The world mocked and laughed at Him, scourged and spat upon Him, rejected and crucified Him. Yet His first words, after the brutal nails and tearing pain of the cross, summed up His ministry as it embraced the soldiers, religious leaders and the shouting crowd,

“Father, forgive them, for they do not know what they are doing.”

Quietly and without fanfare He took into Himself the sins of those around Him and the sins of the whole world – all the sin and sins of those who had been, those who were then, and those who were to come. Reaching down the pathway of the centuries His words, His life, His death and the resurrection to come, embrace you and embrace me and reach lovingly beyond us.

“God made him who had no sin to be sin for us,” (2 Corinthians 5:21)
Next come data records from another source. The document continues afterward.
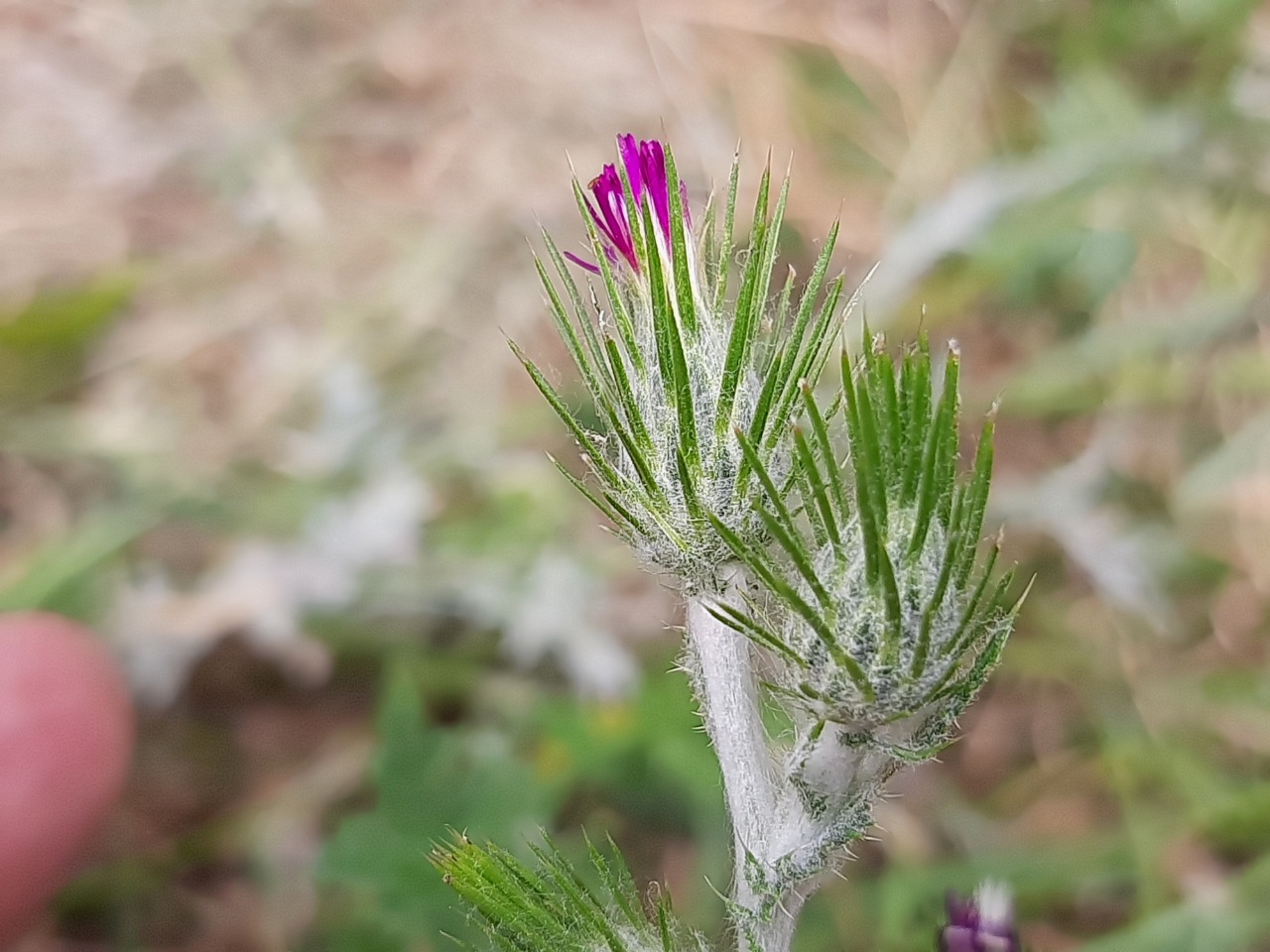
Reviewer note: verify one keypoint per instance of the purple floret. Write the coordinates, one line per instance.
(645, 172)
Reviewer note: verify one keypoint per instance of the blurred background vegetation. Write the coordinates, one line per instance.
(258, 424)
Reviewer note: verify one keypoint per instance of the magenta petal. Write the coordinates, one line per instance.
(653, 167)
(629, 151)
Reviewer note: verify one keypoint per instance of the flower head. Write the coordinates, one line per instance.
(983, 923)
(644, 163)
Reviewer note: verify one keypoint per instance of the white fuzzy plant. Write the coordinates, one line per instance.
(828, 555)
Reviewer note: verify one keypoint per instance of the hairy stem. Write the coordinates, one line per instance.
(725, 684)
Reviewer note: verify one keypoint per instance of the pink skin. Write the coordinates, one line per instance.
(66, 729)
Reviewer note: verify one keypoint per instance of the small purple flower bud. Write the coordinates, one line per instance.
(984, 923)
(644, 163)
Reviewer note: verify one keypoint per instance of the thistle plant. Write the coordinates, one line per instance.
(828, 551)
(675, 368)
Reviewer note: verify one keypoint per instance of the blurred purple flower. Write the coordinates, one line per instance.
(984, 923)
(645, 172)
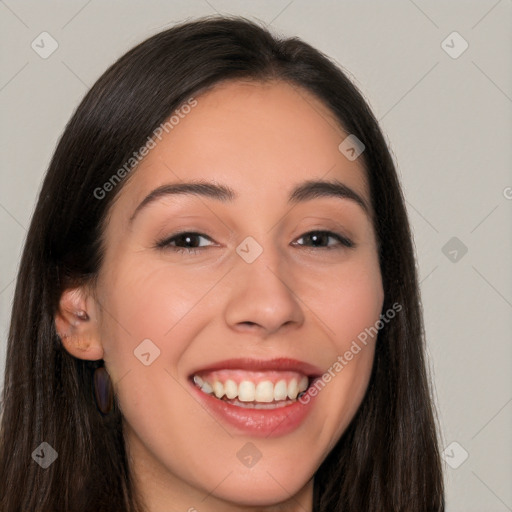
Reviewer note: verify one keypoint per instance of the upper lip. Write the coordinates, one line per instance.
(277, 364)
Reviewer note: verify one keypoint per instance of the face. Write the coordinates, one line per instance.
(251, 294)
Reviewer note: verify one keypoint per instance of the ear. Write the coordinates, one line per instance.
(76, 322)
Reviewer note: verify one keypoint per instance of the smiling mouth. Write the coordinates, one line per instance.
(253, 389)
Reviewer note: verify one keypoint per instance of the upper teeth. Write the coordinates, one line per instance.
(250, 391)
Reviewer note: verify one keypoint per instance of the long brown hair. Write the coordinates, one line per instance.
(387, 459)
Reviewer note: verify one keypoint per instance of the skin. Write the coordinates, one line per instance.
(295, 300)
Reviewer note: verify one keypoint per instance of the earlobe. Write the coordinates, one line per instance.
(76, 325)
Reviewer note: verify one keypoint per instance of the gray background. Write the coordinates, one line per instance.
(448, 122)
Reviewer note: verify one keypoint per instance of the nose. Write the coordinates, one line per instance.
(262, 299)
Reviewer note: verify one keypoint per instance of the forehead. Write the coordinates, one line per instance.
(259, 138)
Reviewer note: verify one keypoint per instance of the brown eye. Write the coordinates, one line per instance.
(318, 238)
(186, 241)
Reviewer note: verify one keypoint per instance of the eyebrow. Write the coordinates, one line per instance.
(303, 192)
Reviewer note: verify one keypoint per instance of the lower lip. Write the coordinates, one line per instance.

When we turn and fall into sin – whether once or again and again and again – our sin, by the wonderful grace of God, is already on the cross where it has been fully dealt with by Jesus. We can cringe alone in wretched fear and shame. But, gloriously instead, we are welcome now to approach and kneel before the Father. There, with deeply saddened heart, we are able to confess and both ask for and receive His cleansing and liberating forgiveness and strengthening help.

“If we confess our sins, he is faithful and just and will forgive us our sins and purify us from all unrighteousness.” (1 John 1:9)

Such love is beyond our understanding, but not beyond our knowing.

“For God so loved the world that he gave his one and only Son, that whoever believes in him shall not perish but have eternal life.”
(John 3:16)

However, as we have been loved and forgiven – so do we need to love and forgive! It may not be quick or easy but God will help us get there.

Response:
Where sin seeks to separate me from the Father, His love draws me to Him.
Read John chapters 16-21 this week.

Prayer:

Help me Lord God to trust and accept Your love – from which nothing is able to separate me. And also help me not to withhold it from others. Amen.